Das mag so klingen, aber beides hat Chancen und Tücken. Beim Auto besteht der große Vorteil darin, dass wir wissen, wo die Zuhörer sitzen. Und wir kennen die wesentlichen Materialien. Damit ist der Raum sehr gut definiert und es ist entsprechend einfach, den Schall zu richten. In einer Wohnung haben Sie zwar bei Stereowiedergabe nur zwei Lautsprecher, die auch leicht in ein Stereo-Dreieck zu stellen sind. Aber wir wissen nie, in welchem Raum die Anlage spielen wird. Sind dort harte Materialien wie Glas, Stein, Parkett verbaut, gibt es Teppiche, Vorhänge, Sichtbeton oder Raufaser-Tapete. Deshalb ist es wichtig, sich vor dem Aufstellen einer Anlage erst einmal den Raum genauer anzusehen. Man kann beispielsweise einfach mal in die Hände klatschen und dann hören, wie der Schall reflektiert wird. Dann versteht man sehr schnell, was erforderlich ist, um den Klang zu optimieren. Damit ist auch klar: Lautsprecher beliebig im Raum zu verteilen kann nichts werden.

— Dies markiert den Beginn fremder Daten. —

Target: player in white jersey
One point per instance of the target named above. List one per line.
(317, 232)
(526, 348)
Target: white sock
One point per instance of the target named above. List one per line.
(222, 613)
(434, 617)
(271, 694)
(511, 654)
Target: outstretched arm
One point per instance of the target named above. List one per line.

Der Preis dafür ist hoch – die Preise für eine Burmester-Anlage starten bei 30.000 Euro….

Und können leicht noch höher sein. Aktuell reicht die Spanne nach oben bis 300.000 Euro. Und wir werden im kommenden Jahr noch einmal nach oben erweitern – es gibt ausreichend Kunden die bereit sind, auch das Doppelte auszugeben. Damit ist man dann klanglich und erlebnisseitig in einer eigenen Liga, aufgrund neuester Erkenntnisse und der besonderen Hingabe unserer Entwickler sowie des exzessiven Einsatzes exklusiver Materialien.

Und die Unterschiede merkt man?

Ich bin sicher: Mit verbundenen Augen werden Sie die Unterschiede garantiert auch heraushören. Viel zu viele Menschen unterschätzen ihr Gehör, dabei kann ich versichern, dass bislang noch jeder den Unterschied gehört hat.

Und welche Art von Musik hören Sie auf solchen High-End-Anlagen?

Musik muss zur Stimmung passen, ich bin da nicht festgelegt. Ich höre Pop und Rock ebenso gerne wie Blues und klassische Musik. In jüngster Zeit habe ich auch ein Faible für elektronische Musik entwickelt. Wichtig ist die Qualität der Aufnahmen: Bei einigen Musikern bemerke ich ein nachlassendes Interesse daran, gute Musik zu produzieren. Da scheint das Streben nach dem schnellen Dollar ausgeprägter zu sein als der künstlerische Anspruch. Deshalb werden viele neue Aufnahmen stark in der Dynamik begrenzt und dann macht das Zuhören selbst mit einer Burmester-Anlage nicht mehr so viel Spaß.

Was werden Sie auf der Heimfahrt hören?

Ich denke, ich fange mal mit Johnny Cash zum Mitsingen an und hebe später mit Malia auf dem Flug ab.